中学受験の過去問はいつからやるべき?【全体の流れを解説】

それでは、過去問は具体的にいつ頃からするべきなのでしょうか。

結論から言うと、初めてお子様が過去問を解いてみるのは夏休み明けの9月です。

全体の流れは以下の通り。

  • 4月~夏休み:出題傾向を分析する
  • 9月:1周目を解く
  • 10~12月:復習&演習でパワーアップ
  • 冬休み~1月:2周目を解いて実力をつける

それぞれの時期でやるべきことを深掘りしていきます。

4月~夏休み:出題傾向を分析する

お子様に解いてもらうのが9月とはいえ、それまで過去問にノータッチというわけではありません。
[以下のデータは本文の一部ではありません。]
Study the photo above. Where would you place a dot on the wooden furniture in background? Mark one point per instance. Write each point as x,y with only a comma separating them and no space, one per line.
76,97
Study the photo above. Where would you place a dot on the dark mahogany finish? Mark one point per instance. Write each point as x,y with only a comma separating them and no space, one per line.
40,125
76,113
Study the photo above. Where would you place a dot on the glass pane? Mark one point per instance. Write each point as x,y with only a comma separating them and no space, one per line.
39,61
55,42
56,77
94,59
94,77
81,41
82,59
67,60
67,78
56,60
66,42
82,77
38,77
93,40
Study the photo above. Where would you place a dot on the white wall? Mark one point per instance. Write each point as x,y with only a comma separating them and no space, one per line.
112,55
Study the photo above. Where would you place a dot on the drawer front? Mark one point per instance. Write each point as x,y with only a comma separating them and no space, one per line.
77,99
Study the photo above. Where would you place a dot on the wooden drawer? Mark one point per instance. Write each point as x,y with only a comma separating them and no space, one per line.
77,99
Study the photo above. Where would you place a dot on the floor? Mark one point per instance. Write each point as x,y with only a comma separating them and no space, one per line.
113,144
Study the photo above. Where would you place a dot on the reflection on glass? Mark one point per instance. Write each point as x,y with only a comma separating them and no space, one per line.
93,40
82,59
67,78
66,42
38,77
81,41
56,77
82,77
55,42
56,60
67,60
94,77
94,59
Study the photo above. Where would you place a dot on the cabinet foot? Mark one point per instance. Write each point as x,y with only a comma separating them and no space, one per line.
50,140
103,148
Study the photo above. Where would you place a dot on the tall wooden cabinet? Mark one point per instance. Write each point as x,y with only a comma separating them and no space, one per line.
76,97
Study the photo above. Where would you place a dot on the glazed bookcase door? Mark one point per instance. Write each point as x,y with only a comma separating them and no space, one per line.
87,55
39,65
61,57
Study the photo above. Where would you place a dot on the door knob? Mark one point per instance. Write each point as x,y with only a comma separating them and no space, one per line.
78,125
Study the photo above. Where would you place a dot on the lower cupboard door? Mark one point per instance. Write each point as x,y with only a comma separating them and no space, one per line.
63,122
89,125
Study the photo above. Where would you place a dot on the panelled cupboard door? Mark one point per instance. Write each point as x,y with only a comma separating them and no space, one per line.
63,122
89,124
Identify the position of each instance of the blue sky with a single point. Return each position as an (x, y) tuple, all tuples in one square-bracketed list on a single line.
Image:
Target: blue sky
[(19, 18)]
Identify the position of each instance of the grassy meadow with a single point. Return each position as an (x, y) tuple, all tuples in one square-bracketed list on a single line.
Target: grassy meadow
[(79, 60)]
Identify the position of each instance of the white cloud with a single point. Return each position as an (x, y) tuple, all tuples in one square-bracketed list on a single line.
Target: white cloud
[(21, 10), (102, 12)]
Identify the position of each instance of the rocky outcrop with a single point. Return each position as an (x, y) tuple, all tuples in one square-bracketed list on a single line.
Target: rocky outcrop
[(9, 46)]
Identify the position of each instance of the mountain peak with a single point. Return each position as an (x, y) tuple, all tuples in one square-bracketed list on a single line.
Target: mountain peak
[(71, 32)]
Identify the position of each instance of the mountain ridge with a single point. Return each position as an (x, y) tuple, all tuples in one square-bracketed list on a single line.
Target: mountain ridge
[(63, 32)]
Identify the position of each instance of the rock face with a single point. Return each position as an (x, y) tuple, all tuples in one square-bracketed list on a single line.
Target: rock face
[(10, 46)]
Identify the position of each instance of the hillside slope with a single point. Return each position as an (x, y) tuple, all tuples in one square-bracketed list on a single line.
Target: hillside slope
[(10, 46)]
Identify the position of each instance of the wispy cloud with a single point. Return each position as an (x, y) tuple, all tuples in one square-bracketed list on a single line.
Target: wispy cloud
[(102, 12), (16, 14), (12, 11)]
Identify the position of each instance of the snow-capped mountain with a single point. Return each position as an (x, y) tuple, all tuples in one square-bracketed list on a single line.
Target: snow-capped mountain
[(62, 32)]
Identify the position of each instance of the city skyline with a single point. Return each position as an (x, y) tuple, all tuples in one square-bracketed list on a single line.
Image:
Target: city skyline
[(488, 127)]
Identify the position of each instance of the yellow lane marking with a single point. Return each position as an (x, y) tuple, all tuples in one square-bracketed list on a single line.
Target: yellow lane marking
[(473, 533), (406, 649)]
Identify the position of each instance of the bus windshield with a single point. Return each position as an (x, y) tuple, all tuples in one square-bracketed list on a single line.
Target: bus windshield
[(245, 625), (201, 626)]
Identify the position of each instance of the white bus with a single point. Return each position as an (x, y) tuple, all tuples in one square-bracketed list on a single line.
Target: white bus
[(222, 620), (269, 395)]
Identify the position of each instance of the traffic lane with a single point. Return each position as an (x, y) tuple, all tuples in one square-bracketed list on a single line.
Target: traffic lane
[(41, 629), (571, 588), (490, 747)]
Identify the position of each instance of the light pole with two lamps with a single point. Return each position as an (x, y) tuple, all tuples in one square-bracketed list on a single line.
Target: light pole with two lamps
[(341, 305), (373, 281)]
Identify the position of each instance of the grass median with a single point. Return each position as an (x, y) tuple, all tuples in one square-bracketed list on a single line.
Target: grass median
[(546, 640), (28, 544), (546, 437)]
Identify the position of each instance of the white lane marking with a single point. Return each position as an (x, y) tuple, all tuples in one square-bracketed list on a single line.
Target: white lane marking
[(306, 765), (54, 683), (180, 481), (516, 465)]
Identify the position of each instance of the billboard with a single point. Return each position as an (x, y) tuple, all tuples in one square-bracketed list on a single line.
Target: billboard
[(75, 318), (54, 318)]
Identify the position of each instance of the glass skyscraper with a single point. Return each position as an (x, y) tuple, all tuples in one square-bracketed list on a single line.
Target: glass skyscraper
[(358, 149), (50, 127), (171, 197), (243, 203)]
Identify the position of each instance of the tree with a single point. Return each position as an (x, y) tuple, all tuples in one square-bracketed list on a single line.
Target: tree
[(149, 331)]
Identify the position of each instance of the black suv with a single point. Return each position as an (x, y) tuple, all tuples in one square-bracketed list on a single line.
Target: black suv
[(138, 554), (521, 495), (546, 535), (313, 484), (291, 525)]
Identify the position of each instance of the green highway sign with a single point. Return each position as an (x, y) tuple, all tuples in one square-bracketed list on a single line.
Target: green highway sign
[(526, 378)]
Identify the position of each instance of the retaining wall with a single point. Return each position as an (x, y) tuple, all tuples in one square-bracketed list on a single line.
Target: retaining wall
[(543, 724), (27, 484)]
6年生になったら、先ほど紹介したやり方で過去問を分析していきます。

実際に問題を解かずとも、過去問対策はもう始まっています

しっかりとゴールを見据えて、夏期講習でしっかり実力を蓄えましょう!

9月:1周目を解く

夏休みにパワーアップしたら、9月からいよいよ過去問に挑戦します。

このタイミングで一度過去問を解いておく理由は2つ。

  1. 今の実力との距離感を測る
  2. 苦手分野を確認する

9月の時点で合格最低点を取れる子はほぼいません。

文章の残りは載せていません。